Joba Has But 1 Triple A Start

Joba Chamberlain has spent part of one season in the minors. He made his debut with Tampa of the Florida Coast League (A+), where he started 7 games and pitched 40 innings. He was promoted to Double A Trenton, started 7 games, and worked 40 1/3 innings, which earned him a shot with Triple A Scranton-Wilkes-Barre. After 1 start and 8 innings pitched, Joba became a Yankee.

Seaver, Guidry, and Koufax

This is crazy. Pitchers, even in 2008, must learn their trade in the minor leagues. Granted, this is not your grandfather’s baseball game, but even Tom Seaver, who was in the minors one season, made 34 starts and pitched 210 innings at Triple A. Ron Guidry pitched over 400 innings in the minors. Sandy Koufax signed with Brooklyn in 1955 as a bonus baby, which meant the Dodgers had to keep on the 25-man roster. He didn’t become Sandy Koufax until 1961 because he had to develop in the majors.

New York Pressure

It might be possible for a young pitcher with college but little professional experience to develop in San Diego, Los Angeles, or Minnesota because they are not New York. The list of highly experienced and fairly successful pitchers who met little success in New York is enormous. From the days of John “the Count” Montefusco and Ed Whitson to the more recent Jared Wright, Kevin Brown, Randy Johnson and Carl Pavano, New York has been a problem for many pitchers signing with the Yankees. When that is taken into consideration, how can the Yankees put pitchers in their early twenties under such pressure and expect them to develop?

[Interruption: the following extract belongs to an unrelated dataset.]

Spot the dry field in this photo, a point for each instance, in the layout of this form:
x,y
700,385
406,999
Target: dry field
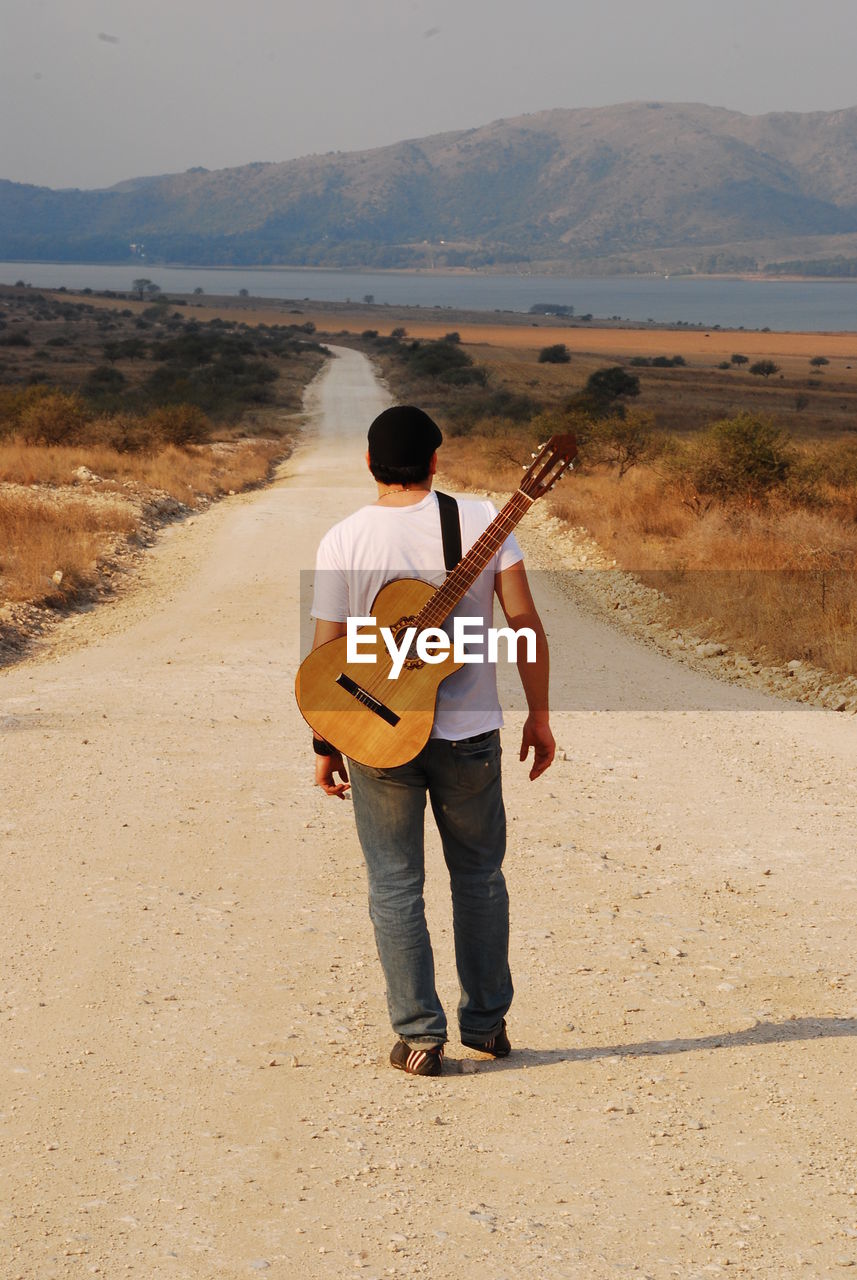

Roy Halladay and the Minor Leagues

Roy Halladay was Toronto’s first draft pick in 1995. In 2000, Halladay had started 13 games, appeared in 6 games in relief, and had a 10.64 ERA. He went to the minors and pitched in Dunedin under the tutelage of pitching coach Mel Queen, where he worked on correcting his delivery. Halladay stopped relying on trying to throw the ball past every hitter, refined his arm angle to get more movement on the ball. He was promoted to Double A Tennessee after about six weeks, and then to Triple A Syracuse, where he spent six more weeks, and then back to Toronto. Roy was 23 years old at the time.

Joba is a Different Situation

The Joba Chamberlain situation is different since he has shown, at least on a limited basis, that he can succeed pitching an inning or two in relief, but the Yankees objective is to have Joba become a top starting pitcher, which is a realistic objective. What is unrealistic is having him learn and develop at Yankee Stadium.